Le rebond des eaux sur la pente
fera-t-il oublier la sensibilité du puits ?
Mes mains sur ton corps en sommeil
montent à la source de tes voeux
et poussent une planche au naufragé.
Tu t’agrippes au poisson-volant.
Tu crois que je voyage parmi les émeraudes
alors que mes départs ne m’ont pas dépouillé
pour me ramener sans gloire à ton quai.
En moi aussi la mort surprendra quelques fruits verts
et jettera mon épave déchevillée
au cimetière des graines perdues.
Est-ce ton écorce que je touche de la mienne
ou ta chair à la greffe de ma chair fatiguée ?

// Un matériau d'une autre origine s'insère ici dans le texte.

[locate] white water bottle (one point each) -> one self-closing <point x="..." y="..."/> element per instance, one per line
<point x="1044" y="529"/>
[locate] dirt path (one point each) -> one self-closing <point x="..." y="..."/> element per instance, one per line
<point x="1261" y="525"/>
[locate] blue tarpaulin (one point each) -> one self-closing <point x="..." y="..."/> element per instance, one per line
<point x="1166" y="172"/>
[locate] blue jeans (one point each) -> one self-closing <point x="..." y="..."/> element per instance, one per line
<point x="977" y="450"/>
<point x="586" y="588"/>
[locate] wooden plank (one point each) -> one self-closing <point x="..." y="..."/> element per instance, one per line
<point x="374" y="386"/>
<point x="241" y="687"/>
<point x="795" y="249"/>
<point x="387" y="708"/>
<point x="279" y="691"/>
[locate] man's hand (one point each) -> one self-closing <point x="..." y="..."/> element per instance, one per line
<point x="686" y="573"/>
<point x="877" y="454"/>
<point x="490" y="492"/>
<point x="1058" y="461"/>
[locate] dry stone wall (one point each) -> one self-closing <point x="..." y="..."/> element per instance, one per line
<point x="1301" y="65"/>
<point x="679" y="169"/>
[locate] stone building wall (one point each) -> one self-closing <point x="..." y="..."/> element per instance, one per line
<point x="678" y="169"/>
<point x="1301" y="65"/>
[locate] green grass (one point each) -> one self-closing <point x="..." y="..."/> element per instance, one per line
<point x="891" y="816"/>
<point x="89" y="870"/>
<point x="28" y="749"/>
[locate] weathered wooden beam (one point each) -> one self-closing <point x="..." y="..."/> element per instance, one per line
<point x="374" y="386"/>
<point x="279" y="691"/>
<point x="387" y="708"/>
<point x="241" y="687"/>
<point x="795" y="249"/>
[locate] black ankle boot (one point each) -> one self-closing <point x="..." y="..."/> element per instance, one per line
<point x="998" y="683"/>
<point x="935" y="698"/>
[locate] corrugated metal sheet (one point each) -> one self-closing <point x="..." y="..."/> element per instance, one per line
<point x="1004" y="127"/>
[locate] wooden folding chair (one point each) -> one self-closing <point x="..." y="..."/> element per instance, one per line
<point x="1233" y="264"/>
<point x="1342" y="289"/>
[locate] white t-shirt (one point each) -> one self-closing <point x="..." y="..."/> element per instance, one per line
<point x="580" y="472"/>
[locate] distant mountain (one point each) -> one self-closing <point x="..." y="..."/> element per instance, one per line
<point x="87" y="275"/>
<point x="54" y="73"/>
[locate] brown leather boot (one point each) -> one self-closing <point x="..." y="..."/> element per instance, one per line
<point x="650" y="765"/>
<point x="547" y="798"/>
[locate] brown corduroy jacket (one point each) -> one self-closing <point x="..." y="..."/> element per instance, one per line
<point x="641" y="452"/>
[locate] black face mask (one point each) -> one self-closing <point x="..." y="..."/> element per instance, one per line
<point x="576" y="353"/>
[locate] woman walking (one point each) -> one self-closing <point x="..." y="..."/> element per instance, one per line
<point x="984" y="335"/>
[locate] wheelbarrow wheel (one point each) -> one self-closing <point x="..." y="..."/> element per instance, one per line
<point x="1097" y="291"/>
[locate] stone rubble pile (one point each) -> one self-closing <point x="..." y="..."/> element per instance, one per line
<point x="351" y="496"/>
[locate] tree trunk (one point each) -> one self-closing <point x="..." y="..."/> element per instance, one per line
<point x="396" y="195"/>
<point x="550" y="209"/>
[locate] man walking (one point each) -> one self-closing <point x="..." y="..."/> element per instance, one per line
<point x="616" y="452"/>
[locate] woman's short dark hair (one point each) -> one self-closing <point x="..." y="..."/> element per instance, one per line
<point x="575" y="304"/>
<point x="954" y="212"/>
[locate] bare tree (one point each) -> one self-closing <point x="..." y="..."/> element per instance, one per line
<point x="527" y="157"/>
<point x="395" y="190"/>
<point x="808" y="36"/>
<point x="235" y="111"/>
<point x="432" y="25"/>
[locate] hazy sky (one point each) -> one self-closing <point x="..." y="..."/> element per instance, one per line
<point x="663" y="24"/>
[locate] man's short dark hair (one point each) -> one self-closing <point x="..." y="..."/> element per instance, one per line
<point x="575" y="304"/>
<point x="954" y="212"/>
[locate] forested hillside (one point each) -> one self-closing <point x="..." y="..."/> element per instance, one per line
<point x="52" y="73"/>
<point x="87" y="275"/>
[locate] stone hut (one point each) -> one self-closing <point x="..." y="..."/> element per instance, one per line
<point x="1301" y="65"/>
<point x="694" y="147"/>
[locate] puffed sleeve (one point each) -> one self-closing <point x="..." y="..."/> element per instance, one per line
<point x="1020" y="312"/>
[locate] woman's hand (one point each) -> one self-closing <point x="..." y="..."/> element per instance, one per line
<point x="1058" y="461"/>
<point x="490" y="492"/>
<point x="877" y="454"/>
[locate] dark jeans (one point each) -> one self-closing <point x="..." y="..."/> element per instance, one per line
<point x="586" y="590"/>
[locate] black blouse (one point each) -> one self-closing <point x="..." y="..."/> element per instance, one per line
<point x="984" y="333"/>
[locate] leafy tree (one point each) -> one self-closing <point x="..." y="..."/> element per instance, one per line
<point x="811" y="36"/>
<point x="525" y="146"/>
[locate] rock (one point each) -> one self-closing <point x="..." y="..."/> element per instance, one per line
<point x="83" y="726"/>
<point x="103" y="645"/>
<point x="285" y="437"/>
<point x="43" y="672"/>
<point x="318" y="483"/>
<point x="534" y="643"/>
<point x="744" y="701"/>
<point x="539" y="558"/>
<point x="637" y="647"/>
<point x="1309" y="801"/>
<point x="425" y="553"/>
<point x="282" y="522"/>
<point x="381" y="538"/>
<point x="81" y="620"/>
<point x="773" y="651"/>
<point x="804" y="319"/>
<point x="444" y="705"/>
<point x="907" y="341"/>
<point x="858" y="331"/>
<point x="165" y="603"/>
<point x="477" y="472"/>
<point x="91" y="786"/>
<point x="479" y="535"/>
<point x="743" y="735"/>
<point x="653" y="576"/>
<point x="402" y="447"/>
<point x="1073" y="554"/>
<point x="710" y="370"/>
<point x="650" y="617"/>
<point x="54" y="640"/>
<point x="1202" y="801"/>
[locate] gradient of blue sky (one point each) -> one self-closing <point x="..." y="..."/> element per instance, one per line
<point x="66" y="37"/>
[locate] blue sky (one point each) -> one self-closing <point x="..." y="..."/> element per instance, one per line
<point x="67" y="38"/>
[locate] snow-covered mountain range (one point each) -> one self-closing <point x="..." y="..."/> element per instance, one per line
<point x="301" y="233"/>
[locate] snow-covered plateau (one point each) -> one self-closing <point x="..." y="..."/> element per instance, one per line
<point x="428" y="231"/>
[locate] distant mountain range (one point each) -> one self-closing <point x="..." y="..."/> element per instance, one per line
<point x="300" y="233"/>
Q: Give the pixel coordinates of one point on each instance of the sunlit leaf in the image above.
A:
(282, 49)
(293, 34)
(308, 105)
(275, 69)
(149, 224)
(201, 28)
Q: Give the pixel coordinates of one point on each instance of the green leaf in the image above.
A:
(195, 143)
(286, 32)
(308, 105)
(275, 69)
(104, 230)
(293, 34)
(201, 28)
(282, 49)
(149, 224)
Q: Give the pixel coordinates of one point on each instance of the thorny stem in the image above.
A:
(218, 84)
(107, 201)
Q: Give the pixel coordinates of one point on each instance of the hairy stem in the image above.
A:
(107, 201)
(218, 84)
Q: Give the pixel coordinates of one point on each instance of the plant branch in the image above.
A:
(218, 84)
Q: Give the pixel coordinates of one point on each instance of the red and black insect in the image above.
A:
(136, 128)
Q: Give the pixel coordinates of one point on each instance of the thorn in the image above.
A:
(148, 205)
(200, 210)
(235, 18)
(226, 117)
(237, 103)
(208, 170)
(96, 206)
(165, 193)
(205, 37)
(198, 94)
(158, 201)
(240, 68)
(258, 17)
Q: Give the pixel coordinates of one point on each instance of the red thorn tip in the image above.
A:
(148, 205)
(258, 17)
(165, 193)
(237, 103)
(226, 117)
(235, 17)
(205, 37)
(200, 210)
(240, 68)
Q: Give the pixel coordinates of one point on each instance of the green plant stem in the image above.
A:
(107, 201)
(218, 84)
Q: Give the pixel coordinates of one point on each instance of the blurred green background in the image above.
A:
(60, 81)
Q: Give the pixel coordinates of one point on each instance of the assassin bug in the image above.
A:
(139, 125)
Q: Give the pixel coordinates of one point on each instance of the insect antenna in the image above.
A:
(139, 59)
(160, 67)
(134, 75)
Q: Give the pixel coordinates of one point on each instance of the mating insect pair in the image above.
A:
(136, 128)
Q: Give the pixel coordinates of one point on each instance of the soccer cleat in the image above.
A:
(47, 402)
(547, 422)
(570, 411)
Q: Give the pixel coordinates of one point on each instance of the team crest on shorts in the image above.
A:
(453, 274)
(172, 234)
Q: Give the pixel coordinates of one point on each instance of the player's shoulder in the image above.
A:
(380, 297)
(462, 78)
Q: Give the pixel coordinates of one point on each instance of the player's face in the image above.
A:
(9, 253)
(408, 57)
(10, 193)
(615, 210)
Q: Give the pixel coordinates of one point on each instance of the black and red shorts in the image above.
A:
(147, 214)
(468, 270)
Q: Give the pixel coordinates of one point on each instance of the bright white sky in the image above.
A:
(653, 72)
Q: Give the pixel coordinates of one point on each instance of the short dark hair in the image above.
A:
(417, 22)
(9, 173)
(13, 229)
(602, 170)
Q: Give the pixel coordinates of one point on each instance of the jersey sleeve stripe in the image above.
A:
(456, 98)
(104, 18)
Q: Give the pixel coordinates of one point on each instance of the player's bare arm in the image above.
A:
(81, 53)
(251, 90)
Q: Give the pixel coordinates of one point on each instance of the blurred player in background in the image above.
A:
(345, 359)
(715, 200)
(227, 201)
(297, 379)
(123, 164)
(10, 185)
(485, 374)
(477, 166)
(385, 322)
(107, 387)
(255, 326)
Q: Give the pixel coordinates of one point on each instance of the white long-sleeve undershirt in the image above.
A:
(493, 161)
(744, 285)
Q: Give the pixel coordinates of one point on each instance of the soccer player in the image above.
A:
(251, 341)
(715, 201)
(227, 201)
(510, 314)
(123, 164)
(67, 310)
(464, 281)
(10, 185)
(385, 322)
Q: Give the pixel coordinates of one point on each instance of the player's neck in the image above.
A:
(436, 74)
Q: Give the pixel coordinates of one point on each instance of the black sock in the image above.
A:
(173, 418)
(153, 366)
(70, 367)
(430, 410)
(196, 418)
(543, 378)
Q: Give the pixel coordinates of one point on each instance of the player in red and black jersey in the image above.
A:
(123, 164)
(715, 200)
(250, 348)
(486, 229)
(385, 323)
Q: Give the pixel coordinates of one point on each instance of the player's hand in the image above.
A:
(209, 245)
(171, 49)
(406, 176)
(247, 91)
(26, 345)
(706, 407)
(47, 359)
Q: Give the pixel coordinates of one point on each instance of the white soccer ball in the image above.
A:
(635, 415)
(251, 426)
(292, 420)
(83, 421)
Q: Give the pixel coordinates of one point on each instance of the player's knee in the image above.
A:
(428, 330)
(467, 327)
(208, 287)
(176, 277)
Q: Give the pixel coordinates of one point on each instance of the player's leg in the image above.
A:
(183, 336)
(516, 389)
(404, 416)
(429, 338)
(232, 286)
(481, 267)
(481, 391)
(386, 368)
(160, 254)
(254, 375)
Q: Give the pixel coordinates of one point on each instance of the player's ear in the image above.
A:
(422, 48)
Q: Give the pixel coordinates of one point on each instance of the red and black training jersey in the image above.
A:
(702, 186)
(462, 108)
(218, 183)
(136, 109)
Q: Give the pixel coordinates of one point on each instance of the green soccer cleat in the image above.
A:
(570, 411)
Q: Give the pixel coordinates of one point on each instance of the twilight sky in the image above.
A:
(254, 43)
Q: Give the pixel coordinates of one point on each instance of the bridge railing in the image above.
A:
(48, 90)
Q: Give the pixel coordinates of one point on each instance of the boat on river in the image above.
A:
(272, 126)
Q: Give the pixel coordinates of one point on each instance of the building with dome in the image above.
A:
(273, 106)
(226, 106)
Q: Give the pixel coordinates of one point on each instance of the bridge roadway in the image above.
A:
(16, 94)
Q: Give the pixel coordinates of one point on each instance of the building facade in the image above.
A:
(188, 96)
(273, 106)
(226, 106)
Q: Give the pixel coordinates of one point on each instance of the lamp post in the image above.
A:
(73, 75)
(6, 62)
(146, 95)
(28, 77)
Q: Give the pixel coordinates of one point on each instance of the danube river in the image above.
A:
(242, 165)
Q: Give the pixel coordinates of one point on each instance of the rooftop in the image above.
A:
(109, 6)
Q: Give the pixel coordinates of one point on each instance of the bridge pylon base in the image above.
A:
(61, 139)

De quel coté de nous deux est la prison ?
De quel coté la fenêtre éclairée ?
De quel coté n’est que le reflet ?
Je longe ton corps un falot à la main
et l’éclair gicle au coeur de l’immobile,
emporté d’un coup vers les routes sans terme,
vers les caravansérails du merveilleux.
Tu me conduis chez le tailleur de pierre,
les gisants se dressent dans leur robe de marbre,
le lys embaume entre leurs doigts
et la couronne revient à qui de droit.